‘Oh, you know, under the weather. Old age, is all she told us. She was upstairs, lying fully dressed on the bed. Everything was tidy in the house – well, as tidy as it ever was. Almost as if she knew, like an animal. We had a dog like that, who went away and lay down to die …’ Barbara closed her eyes, as if by doing so she could shut off Audrey’s well-meaning babble.
‘… the sad thing is, not a single relative that we know of.’
Barbara asked to be told the date of the funeral and hung up. Not a single relative that we know of. The same would be said of her.
A little later, she went out into the garden to collect the week’s box of produce for the cottage hospital. She found Dexter picking runner beans.
‘Do take some for yourself,’ she said. ‘We seem to have a bumper crop.’
‘These and the gooseberries,’ he agreed. ‘All right if I take a few of those too, Madam? My wife makes a lovely goosegog pie.’
‘I wish you would, Dexter.’
‘Lovely little new potatoes there too.’
‘I can see I’ll have to have a lunch party,’ she said. Then remembered Edith, without whom any lunch party would be unthinkable. ‘Did you hear about Mrs Malmay?’
‘Very, very sad,’ Dexter shook his head. ‘She was a very nice lady. I did her pots for her last year.’ He took a reflective moment, before adding, ‘I’ll put the box on the back step in about half an hour, Madam, unless you’d like me to put it straight in the boot for you?’
‘The back step is fine. Thanks, Dexter.’
Moving away she asked, as if it had just occurred to her, ‘Do you know where Mr Eldridge might be?’
‘He said he was going to thin out those big rhodies, the purple ones on the south side. Lot of dead wood in there.’
‘I’ll go and see.’
She returned to the back of the house, climbing the short flight of steps to the terrace, walking as far as the loggia and scanning the back lawn and the shrubs that surrounded it. On the far side, facing the house, were the purple rhododendrons referred to by Dexter and a dense, flowering rampart between her and the fairway that led to the Salting beacon. Everything was still. A squirrel scampered over the Fort and up the tree at the back, the one where Johnny had perched.
She walked across the grass.
‘Hello …?’
Silence. Was he watching her? She paused, self-conscious.
‘Johnny?’
He appeared from between the bushes, with a pair of secateurs stuck out of his pocket.
‘Here. Come and see.’ He stepped aside, holding branches back as if opening a door. ‘Isn’t this something?’
She was in a twilit cave of green, twisting wooden branches snaked towards the surface.
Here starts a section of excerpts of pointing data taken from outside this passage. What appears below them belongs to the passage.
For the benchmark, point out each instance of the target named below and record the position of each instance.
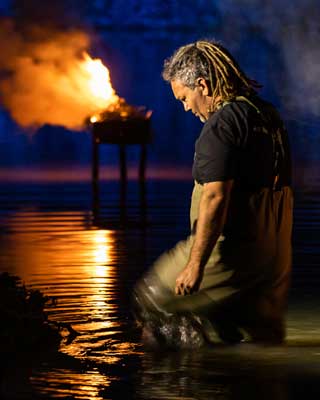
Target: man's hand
(189, 279)
(213, 208)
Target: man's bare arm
(213, 208)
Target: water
(51, 239)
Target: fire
(98, 83)
(48, 83)
(98, 86)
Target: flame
(98, 84)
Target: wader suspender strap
(277, 144)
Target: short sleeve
(216, 152)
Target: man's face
(192, 99)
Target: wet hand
(188, 280)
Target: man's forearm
(211, 219)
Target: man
(231, 275)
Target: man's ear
(204, 86)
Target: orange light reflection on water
(58, 253)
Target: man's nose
(186, 107)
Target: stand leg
(123, 181)
(142, 182)
(95, 178)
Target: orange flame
(97, 83)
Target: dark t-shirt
(244, 142)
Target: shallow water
(51, 239)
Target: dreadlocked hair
(211, 61)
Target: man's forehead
(178, 88)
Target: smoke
(39, 76)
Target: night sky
(276, 43)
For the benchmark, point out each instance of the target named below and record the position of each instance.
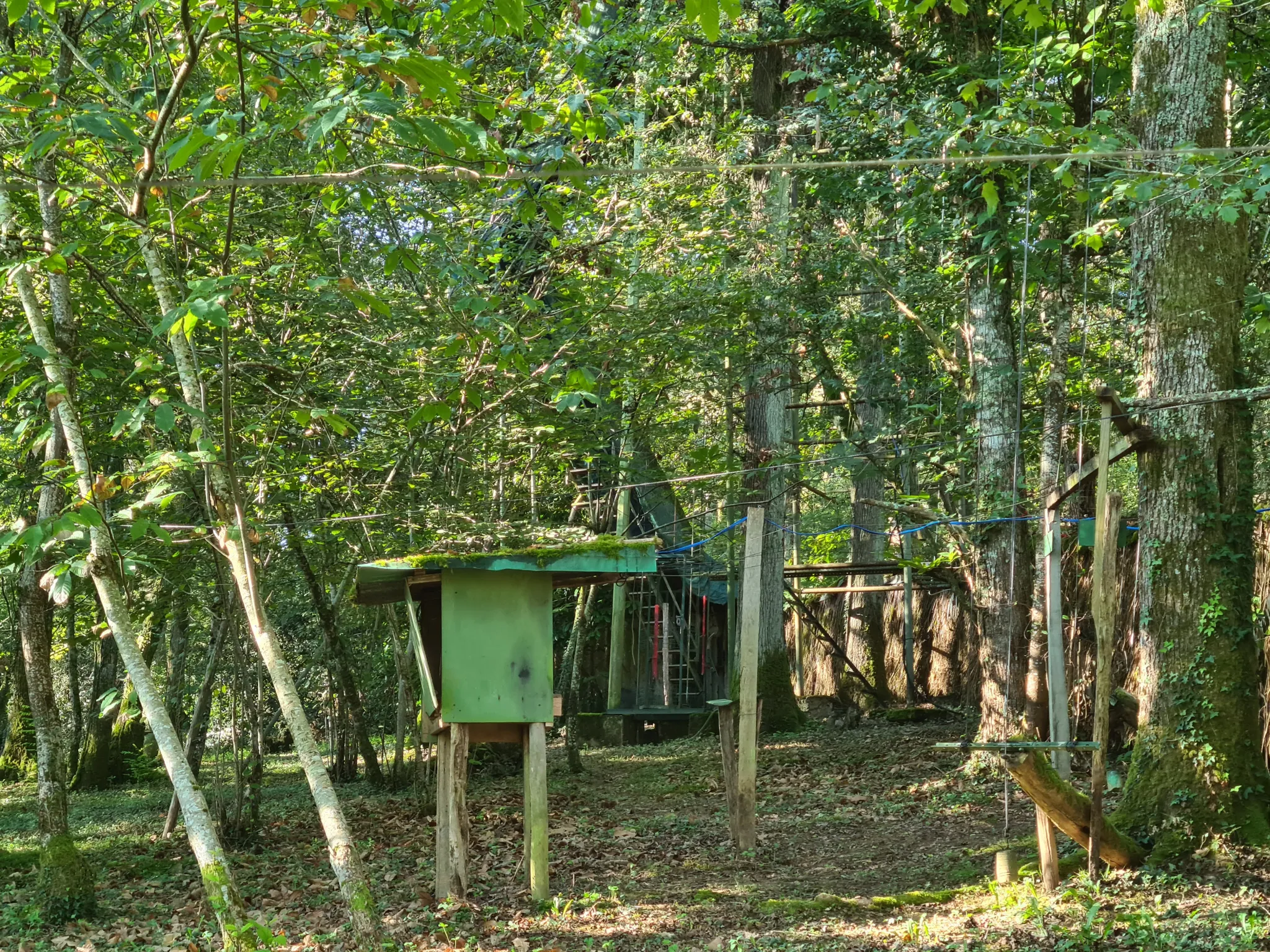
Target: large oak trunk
(1003, 575)
(1197, 764)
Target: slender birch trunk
(65, 879)
(1053, 412)
(223, 894)
(196, 738)
(236, 545)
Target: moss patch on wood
(543, 553)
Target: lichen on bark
(1197, 767)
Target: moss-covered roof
(569, 562)
(543, 553)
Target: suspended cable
(399, 173)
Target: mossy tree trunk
(93, 771)
(1002, 591)
(766, 392)
(65, 884)
(1059, 315)
(1197, 763)
(19, 739)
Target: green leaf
(990, 196)
(166, 416)
(706, 13)
(512, 12)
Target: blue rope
(846, 526)
(691, 546)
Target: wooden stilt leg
(728, 746)
(536, 810)
(453, 811)
(445, 790)
(1047, 852)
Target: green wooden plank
(495, 646)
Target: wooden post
(453, 811)
(1106, 530)
(536, 810)
(728, 747)
(618, 630)
(910, 681)
(665, 664)
(1047, 852)
(747, 728)
(1060, 720)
From here, the purple blooms on the outside were only just visible, like lamps in a mist. The ground was a soft carpet of moss and dry leaves. Considering how fragile the wall was between them and the garden, the sense was of complete seclusion. They seemed part of a collective held breath.
Johnny turned on the spot, looking up towards the sun-freckled ‘roof’.
‘I could live here.’
‘Not in winter.’
‘Don’t let’s be practical.’ He looked at her, serious. ‘Please Barbara, don’t let’s.’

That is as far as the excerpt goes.